Hello. I have a conceptual question.
I have a hierarchical Bayesian model that looks like this:
\alpha_i \sim \mathcal{N}\left(\mu_\alpha, \sigma_\alpha\right) \tag{1}
\beta_i \sim \mathcal{N}\left(\mu_\beta, \sigma_\beta\right) \tag{2}
\gamma_i \sim \mathcal{N}\left(\mu_\gamma, \sigma_\gamma\right) \tag{3}
So, my model has lower-level parameters \alpha_i, \beta_i, \gamma_i for each participant i. Also, there are upper level parameters like \mu_\alpha \ldots \sigma_\gamma.
Assume I have specified an observation model so that I can fit these parameters with the NUTS sampler (let’s say 4 chains, 1000 posterior samples each).
After fitting the model, I will get 4000 posterior samples for each parameter, let’s denote them by \alpha_i^{\text{est}}, \beta_i^{\text{est}}, \gamma_i^{\text{est}}, \mu_\alpha^{\text{est}}, \ldots \sigma_\gamma^{\text{est}}.
Now, I want to simulate lower-level parameters using the upper-level parameters, and check if the simulated parameters are “close” to the estimated ones.
The way I have done this is described below:
-
Use \mu_\alpha^{\text{est}}, \ldots \sigma_\gamma^{\text{est}} in (1) -(3) to sample lower-level parameters, let’s denote them by \alpha_i^{\text{sim}}, \beta_i^{\text{sim}},\gamma_i^{\text{sim}}.
-
Now, we can use PCA to visualize these parameters on a cartesian plane. We can fit the PCA map on \alpha_i^{\text{est}}, \beta_i^{\text{est}}, \gamma_i^{\text{est}} which would be fit on an array of size (4000, 3). After fitting the PCA map, we can use it to reduce the dimension to (4000, 2).
-
We can also use the fitted PCA map to reduce the dimension of simulated parameters \alpha_i^{\text{sim}}, \beta_i^{\text{sim}},\gamma_i^{\text{sim}} from (4000, 3) to (4000, 2).
-
Now, we can plot both of these and see if there’s an overlap.
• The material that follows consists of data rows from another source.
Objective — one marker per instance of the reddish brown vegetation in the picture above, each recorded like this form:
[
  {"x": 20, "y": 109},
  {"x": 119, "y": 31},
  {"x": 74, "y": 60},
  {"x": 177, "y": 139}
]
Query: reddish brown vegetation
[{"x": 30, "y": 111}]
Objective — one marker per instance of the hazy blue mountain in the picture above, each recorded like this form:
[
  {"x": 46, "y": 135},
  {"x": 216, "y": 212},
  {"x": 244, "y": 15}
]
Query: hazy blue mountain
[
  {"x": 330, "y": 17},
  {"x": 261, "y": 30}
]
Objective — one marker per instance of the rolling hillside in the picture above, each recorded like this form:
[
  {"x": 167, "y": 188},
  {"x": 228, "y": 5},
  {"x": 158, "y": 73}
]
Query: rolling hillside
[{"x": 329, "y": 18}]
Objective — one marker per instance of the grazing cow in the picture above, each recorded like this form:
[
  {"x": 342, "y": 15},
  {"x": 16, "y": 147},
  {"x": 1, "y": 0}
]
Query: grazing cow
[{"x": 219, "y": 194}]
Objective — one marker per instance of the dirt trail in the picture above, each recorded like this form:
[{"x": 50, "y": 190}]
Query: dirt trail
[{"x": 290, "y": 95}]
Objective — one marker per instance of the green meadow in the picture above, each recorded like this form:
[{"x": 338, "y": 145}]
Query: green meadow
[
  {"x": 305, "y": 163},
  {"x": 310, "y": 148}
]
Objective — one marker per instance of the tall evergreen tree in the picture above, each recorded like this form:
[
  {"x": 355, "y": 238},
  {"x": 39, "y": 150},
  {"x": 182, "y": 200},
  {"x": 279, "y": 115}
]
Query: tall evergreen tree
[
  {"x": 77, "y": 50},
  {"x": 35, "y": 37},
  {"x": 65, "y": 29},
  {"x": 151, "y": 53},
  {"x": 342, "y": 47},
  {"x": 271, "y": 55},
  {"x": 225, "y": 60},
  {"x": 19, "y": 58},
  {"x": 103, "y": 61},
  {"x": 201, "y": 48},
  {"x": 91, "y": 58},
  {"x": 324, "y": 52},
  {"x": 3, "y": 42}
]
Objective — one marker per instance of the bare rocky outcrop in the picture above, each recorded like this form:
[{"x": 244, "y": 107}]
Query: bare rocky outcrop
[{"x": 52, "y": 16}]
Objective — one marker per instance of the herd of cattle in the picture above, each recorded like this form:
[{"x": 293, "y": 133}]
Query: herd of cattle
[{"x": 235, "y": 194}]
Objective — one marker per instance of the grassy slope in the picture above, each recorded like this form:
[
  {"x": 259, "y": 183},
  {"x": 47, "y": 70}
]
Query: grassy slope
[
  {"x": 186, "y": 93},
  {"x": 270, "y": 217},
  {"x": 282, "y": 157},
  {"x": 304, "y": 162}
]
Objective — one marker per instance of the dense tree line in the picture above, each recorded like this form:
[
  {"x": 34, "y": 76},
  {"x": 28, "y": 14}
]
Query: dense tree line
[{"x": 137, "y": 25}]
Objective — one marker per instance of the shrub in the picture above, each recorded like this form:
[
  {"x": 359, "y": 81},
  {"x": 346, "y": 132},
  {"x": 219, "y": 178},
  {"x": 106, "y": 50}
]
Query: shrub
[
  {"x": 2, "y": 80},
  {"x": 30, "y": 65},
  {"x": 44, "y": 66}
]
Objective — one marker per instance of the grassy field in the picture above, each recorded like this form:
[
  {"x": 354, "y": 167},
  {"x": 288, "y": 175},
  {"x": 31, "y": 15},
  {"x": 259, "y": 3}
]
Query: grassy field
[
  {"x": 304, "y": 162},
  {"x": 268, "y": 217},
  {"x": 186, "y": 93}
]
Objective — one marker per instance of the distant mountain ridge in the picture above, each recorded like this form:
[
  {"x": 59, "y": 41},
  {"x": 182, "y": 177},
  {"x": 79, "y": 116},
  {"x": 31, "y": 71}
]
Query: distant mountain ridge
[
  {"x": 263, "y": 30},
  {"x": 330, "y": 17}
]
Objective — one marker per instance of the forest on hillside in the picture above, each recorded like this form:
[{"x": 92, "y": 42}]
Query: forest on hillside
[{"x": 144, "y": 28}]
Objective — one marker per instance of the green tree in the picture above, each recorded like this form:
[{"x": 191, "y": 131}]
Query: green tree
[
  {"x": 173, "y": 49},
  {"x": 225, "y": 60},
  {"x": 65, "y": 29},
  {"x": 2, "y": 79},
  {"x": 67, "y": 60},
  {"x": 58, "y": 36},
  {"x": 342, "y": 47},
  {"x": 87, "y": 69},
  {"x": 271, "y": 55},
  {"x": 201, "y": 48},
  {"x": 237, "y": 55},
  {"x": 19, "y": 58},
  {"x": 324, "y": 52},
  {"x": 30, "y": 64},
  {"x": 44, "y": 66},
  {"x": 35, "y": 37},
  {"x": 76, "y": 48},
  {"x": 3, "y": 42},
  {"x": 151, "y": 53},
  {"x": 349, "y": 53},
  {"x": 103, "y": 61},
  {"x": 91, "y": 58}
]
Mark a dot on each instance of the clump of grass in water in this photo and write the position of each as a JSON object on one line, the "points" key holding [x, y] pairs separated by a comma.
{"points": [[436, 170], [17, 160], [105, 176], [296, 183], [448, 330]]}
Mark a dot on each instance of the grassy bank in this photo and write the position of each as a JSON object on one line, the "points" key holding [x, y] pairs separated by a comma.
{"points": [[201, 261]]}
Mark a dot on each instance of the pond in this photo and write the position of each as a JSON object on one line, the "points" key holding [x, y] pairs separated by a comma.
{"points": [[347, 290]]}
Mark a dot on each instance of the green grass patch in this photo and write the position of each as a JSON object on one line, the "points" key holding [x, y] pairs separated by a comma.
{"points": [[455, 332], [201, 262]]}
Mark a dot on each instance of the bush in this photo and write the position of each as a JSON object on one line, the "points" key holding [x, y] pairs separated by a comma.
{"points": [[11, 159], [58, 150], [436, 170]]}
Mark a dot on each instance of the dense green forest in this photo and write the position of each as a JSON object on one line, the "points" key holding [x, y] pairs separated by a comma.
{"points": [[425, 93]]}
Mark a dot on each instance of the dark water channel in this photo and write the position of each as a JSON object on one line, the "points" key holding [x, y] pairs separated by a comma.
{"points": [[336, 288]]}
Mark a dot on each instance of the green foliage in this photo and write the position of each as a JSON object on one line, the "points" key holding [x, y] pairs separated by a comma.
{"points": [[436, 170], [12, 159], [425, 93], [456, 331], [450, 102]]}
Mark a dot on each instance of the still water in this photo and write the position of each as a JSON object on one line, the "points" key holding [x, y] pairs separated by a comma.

I want to know if this is an ok thing to do or am I violating any assumptions?
Note that, I can also plot the prior parameters by simply sampling from (1)-(3) and then using the fitted PCA map to reduce them. Ideally, on the PCA plot, the estimated and simulated parameters would have a large overlap and they will both be within the area colored by prior parameters.
I want to know if this a reasonable way to assess the quality of simulated data. Any suggestions or guidance will be highly appreciated. Thanks!